Introduction to Apache Flink

by Ellen Friedman and Kostas Tzoumas

Stateful Computation

Streaming computation can be either stateless or stateful. A stateless program looks at each individual event and creates some output based on that last event. For example, a streaming program might receive temperature readings from a sensor and raise an alert if the temperature goes beyond 90 degrees. A stateful program creates output based on multiple events taken together. Examples of stateful programs include:

  • All types of windows that we discussed in Handling Time. For example, getting the average temperature reported by a sensor over the last hour is a stateful computation.

  • All kinds of state machines used for complex event processing (CEP). For example, creating an alert after receiving 2 temperature readings that differ by more than 20 degrees within 1 minute is a stateful computation.

  • All kinds of joins between streams as well as joins between streams, and static or slowly changing tables.

Figure 5-1 exemplifies the main difference between stateless and stateful stream processing. A stateless program (a transformation of black records to white records in the figure) receives each record separately (black input) and produces each output record based on the last input record alone (white records). A stateful program maintains state that is updated based on every input and produces output (gray records) based on the last input and the current value of the state.
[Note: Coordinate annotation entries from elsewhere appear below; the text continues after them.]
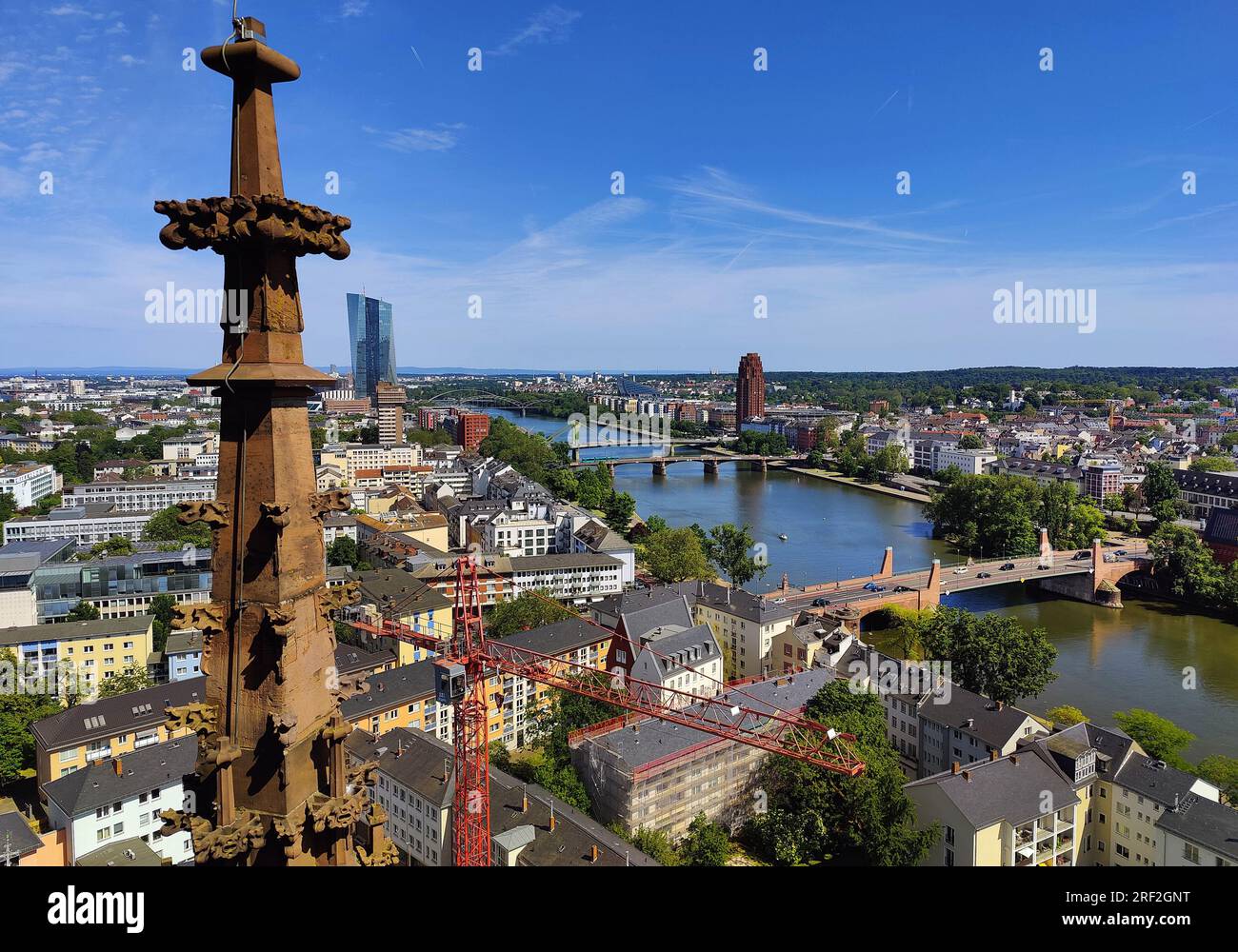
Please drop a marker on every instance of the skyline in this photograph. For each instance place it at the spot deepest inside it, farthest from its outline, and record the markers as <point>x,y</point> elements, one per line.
<point>737,182</point>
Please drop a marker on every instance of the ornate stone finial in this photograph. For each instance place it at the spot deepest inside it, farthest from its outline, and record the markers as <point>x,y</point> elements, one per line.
<point>337,501</point>
<point>211,511</point>
<point>233,223</point>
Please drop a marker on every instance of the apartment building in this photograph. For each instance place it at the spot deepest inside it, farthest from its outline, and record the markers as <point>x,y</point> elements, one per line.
<point>29,482</point>
<point>1081,796</point>
<point>399,596</point>
<point>78,656</point>
<point>141,495</point>
<point>122,798</point>
<point>122,585</point>
<point>85,524</point>
<point>1205,491</point>
<point>744,625</point>
<point>578,577</point>
<point>415,786</point>
<point>648,773</point>
<point>405,696</point>
<point>960,725</point>
<point>77,737</point>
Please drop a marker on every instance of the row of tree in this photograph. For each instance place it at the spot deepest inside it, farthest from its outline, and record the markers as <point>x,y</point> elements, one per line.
<point>1001,515</point>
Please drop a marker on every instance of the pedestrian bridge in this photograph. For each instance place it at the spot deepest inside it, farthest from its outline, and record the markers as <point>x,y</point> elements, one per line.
<point>1092,580</point>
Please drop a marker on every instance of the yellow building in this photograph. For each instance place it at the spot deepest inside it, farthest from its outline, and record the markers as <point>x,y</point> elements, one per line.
<point>75,658</point>
<point>405,696</point>
<point>85,733</point>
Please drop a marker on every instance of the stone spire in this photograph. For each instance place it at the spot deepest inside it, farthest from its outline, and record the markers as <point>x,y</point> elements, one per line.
<point>270,729</point>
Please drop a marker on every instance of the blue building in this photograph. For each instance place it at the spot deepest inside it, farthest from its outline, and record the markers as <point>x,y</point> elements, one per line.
<point>371,337</point>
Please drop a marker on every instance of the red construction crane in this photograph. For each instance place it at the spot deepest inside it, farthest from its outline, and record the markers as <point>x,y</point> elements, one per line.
<point>467,659</point>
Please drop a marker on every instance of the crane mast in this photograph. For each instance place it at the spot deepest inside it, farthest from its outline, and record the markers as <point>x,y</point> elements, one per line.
<point>467,660</point>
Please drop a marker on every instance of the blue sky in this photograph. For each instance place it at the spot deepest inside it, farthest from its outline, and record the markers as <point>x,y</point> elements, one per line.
<point>738,182</point>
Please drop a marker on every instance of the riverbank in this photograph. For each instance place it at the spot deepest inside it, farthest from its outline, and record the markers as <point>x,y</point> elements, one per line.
<point>832,477</point>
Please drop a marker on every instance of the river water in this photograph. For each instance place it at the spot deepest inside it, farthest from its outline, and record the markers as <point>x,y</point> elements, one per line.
<point>1107,660</point>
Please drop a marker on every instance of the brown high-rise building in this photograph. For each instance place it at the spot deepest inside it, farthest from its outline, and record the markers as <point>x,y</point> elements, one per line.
<point>470,429</point>
<point>390,401</point>
<point>273,783</point>
<point>749,388</point>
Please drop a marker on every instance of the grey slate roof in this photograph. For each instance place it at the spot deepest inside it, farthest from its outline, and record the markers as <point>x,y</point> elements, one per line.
<point>1204,823</point>
<point>1152,779</point>
<point>140,770</point>
<point>1010,787</point>
<point>993,724</point>
<point>119,714</point>
<point>650,739</point>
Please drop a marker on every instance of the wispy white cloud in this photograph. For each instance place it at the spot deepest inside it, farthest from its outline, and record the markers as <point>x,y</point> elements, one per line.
<point>551,25</point>
<point>440,139</point>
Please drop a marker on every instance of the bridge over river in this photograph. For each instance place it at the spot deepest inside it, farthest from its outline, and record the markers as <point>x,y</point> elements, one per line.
<point>1068,573</point>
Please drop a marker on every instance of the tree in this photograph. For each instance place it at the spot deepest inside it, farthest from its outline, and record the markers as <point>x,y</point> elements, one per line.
<point>1158,736</point>
<point>548,725</point>
<point>816,815</point>
<point>1159,485</point>
<point>83,612</point>
<point>619,510</point>
<point>706,843</point>
<point>675,555</point>
<point>729,550</point>
<point>1066,716</point>
<point>131,679</point>
<point>164,527</point>
<point>991,655</point>
<point>524,612</point>
<point>342,552</point>
<point>164,609</point>
<point>19,709</point>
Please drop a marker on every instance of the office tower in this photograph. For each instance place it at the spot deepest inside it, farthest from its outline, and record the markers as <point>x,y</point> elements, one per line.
<point>372,341</point>
<point>390,400</point>
<point>749,388</point>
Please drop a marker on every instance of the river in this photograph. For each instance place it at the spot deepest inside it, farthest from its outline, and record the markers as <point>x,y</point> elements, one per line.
<point>1107,660</point>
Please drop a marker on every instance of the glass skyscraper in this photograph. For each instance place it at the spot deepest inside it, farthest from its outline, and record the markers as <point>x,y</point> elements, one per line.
<point>372,341</point>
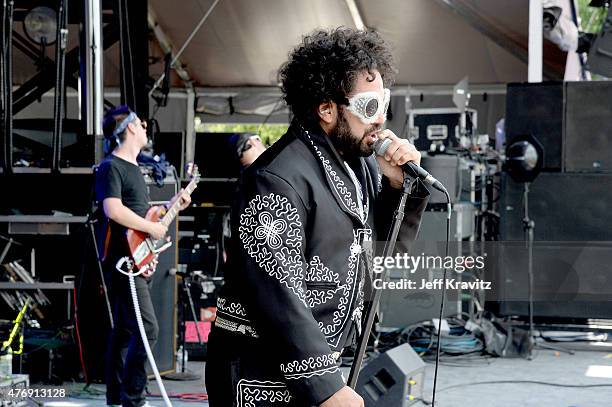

Stateless and stateful processing are compared here. Input records are shown as black bars. The left diagram shows how a stateless operation transforms each input record at a time and outputs each result based solely on that last record or event (white bar). The diagram on the right shows that a stateful program maintains the value of state for all of the records processed so far and updates it with each new input, such that the output (grey bar) reflects results that take into account more than one event.
Figure 5-1. Stateless and stateful processing are compared here. Input records are shown as black bars. The left diagram shows how a stateless operation transforms each input record at a time and outputs each result based solely on that last record or event (white bar). The diagram on the right shows that a stateful program maintains the value of state for all of the records processed so far and updates it with each new input, such that the output (gray bar) reflects results that take into account more than one event.

While stateless computation is important by itself, the most interesting applications of stream processing as was just described are stateful. It also turns out that stateful computation is a lot more challenging to implement correctly than stateless computation. Whereas older stream processing systems did not provide support for stateful computations, the newer group of stream processors are all about state and guaranteeing the existence and correctness of that state under various failure scenarios.

Notions of Consistency

When we include state in a distributed system, naturally the question of consistency is raised. Consistency is, really, a different word for “level of correctness”; that is, how correct are my results after a failure and a successful recovery compared to what I would have gotten without any failures? For example, assume that we are simply counting user logins within the last hour. What is the count (the state) if the system experiences a failure? In the terminology of the stream processing world, people distinguish between three different levels of consistency:

  • At most once: At most once is really a euphemism for no correctness guarantees whatsoever—the count may be lost after a failure.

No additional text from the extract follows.